Derin Çiler ve Uçman Balaban da, “Kimse bizi sergiye çağırmıyor, o halde neden kendi sergimizi düzenlemiyoruz?” diyerek sanatçı kolektifi Krüw‘un ilk tohumlarını ekiyor. Bunun üzerine çevrelerindeki diğer sanatçılarla da iletişime geçerek hep birlikte açacakları bir sergi için çalışmaya başlıyorlar. Ve ürettiklerini özelleştirmek için de Big Baboli Print House ile birlikte serigrafi baskıyla eserleri sınırlı sayıda üretme kararı alıyorlar.

Böylece 16 sanatçı bir araya gelerek 5 – 6 Mart 2016’da Kadıköy’deki Hypestore’da açılan 90’z Screenprint Exhibition sergisiyle de Krüw ekibi resmen doğmuş oluyor. 90’ların süper karakterleriyle kendilerini duyuran kolektif, 2. sergisinde de süper kötülere odaklanarak Villianz sergisini açtı. İlk sergisinden sonra vites küçültmeden üretmeye devam eden Krüw, 10 – 11 Haziran’da Papa Stickers’ın desteğiyle Kolektif House Levent’te sergilerini açtı.

3. sergileri Canavarz için tekrar Kadıköy’e dönen Krüw, bu kez Kargart’ta yer aldı. Geçen 6 ayda 3 sergi ve 21 kişiyle dev bir sanatçı kolektifine dönüşen Krüw, hem sanatçıların aracı kullanmadan eserlerini ulaştırmasında hem de aralarındaki iletişim sayesinde daha büyük ölçekli işler ortaya çıkmasına zemin hazırlıyor.

Krüw’da yer alan 21 sanatçının sıralı tam listesi ise şu şekilde: Bertan Berkol, Burak Beceren, Burak Şentürk, Bülent Gültek, Can Dağlı, Can Gürgül, Cins, Derin Çiler, Elif Cincinus, Elif Varol Ergen, Ham, Kaan Bağcı, Kaan Bilaloğlu, Moklich, Murat Kalkavan, Selin Çınar, Tayfun Pekdemir, Uçman Balaban, Uzay Çöpü, Yavuz Öztürk, Zez

Her hafta bir Krüw sanatçısını tanıtacağımız serimizin öncesinde kolektiften Derin Çiler ve Burak Şentürk ile kısa bir röportaj yaparak gelecek planlarını sorduk.

Krüw nedir?

Derin Çiler: Krüw en basit anlatımıyla 21 kişiden oluşan bir sanatçı kolektifi. Aslında kafamızda hep olan “Biz niye kendi sergimizi yapmıyoruz” fikrinden doğan, benim ve Uçman’ın işlerini sevdiğimiz kişileri dürterek ekibe dahil ettiğimiz biz oluşum.

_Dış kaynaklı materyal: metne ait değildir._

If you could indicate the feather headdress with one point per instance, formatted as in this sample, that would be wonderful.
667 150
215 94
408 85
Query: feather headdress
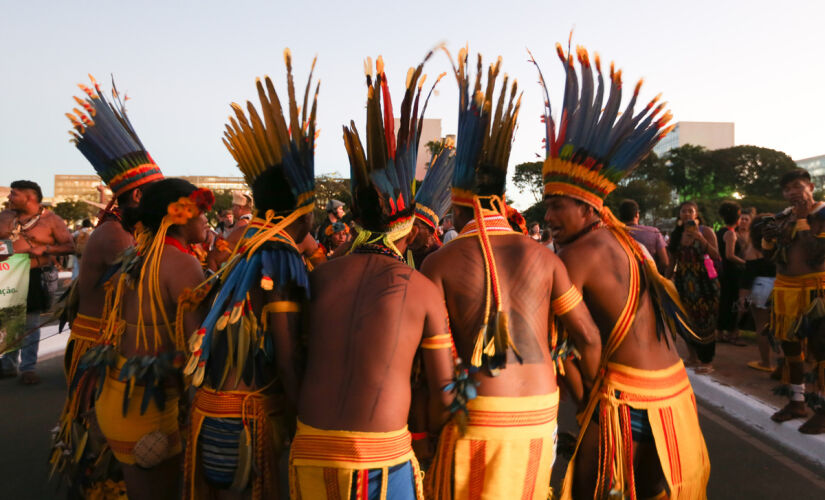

Özellikle ilk sergimiz 90’z’dan sonra hem gelen iyi tepkiler hem insanların ilgisi hem de Krüw olarak oluşturduğumuz bağ sayesinde sergi yapmaya devam etme kararı aldık.

Burak Şentürk: Krüw, aslında ihtiyaçtan doğan bir birliktelik. Çevremizde bulunan oldukça yetenekli ve kendi tarzında çok başarılı işler çıkaran insanların, doğru şartlar altında, doğru insanlarlar buluşturmayı hedefleyen oldukça samimi bir yapı. Bu kolektif, tüm dinamikleri kendi içerisinde çözümleyerek herhangi bir aracı olmadan üretimlerini insanlar ulaşılabilir bir biçimde sunuyor.

Inner Demon, Canavarz, Derin ÇilerKrüw neler yapmayı amaçlıyor?

Derin Çiler: En baştaki amaç istediğimiz şekilde ve özgürce işlerimizi yapabilmekti. Galerilerin abesle iştigal tavırlarına katlanmadan, ara adamlara para kazandırmadan kendi yaptığımız işleri kendimiz satmaktı. Özellikle 90’z ve Villianz sergilerinde fiyatları düşük tutarak insanları biraz daha koleksiyon bilincine alıştırmak istedik. Bunun dışında ileride ekip olarak daha değişik formatlarda da iş yapmayı hem planlıyoruz hem de istiyoruz.

Burak Şentürk: Öncelikle, projeler arasında çok fazla ara vermeden üretime devam ederek bunları daha çok insana ulaştırmayı hedefliyor. Alışılagelmiş kalıplar içine sıkışmadan, aslında insanların beğendiği fakat maliyetleri yüzünden ulaşamadığı sanat eserlerine daha kolay ulaşabilmelerini sağlamayı da hedefliyoruz. Özellikle sahip oldukları veya olmak istedikleri eserlerin içeriği, yapım aşamaları ve değeri konusunda da bilgilendirmeyi amaçlıyoruz.

Örnek vermek gerekirse, yapmış olduğumu poster sergilerinde, posterlerin yazıcıdan alınmış çıktılar olduğu fikrine kapılan ve bu sebeple eserleri sahiplenmek istemeyen insanlara rastladık. Bu tip durumlardan yola çıkarak, herkese sıkılmadan anlatmaya çalıştığımız konulardan bir kısmı da şunlar:

Tüm edisyonların her renginin tek tek ayrı kalıplarla ve el ile basıldığını, sınırlı sayıda üretildiğini, numaralı ve sanatçı imzalı olduğunu, sonrasında bu baskı yapılan kalıpların yok edildiğini (yani bir daha kopyalanamayacağını) ve kullandığımız serigrafi baskı yönteminin oldukça zahmetli bir iş olduğu gerçeğini anlatmak ve bilinçlendirmek gerekiyor.

Krüw ekibi, tüm üretim sürecini ve lojistik desteği kendi bünyesinde çözümleyerek, çok emek isteyen bu süreçler sonunda elindeki imkanlar dahilinde, sanatseverlerle çalışmaları en uygun bütçelerde buluşturmayı amaçlıyor.

The Brain, 90’z, Burak ŞentürkKrüw kolektif olarak genişlemeye devam edecek mi?

Derin Çiler: Şimdilik genişlemeyi düşünmüyoruz, 21 kişi olarak çok güzel bir iletişim kurduk bunu biraz korumak istiyoruz.

Burak Şentürk: Bu durumun en önemli sebeplerinden biri de, gönüllük esasına dayanarak yaptığımız bu projelerde kalabalık bir kadro ile hareket kabiliyetimizin oldukça zor olması. Tabii ki ilerleyen zamanda bu durumda farklılıklar olabilir.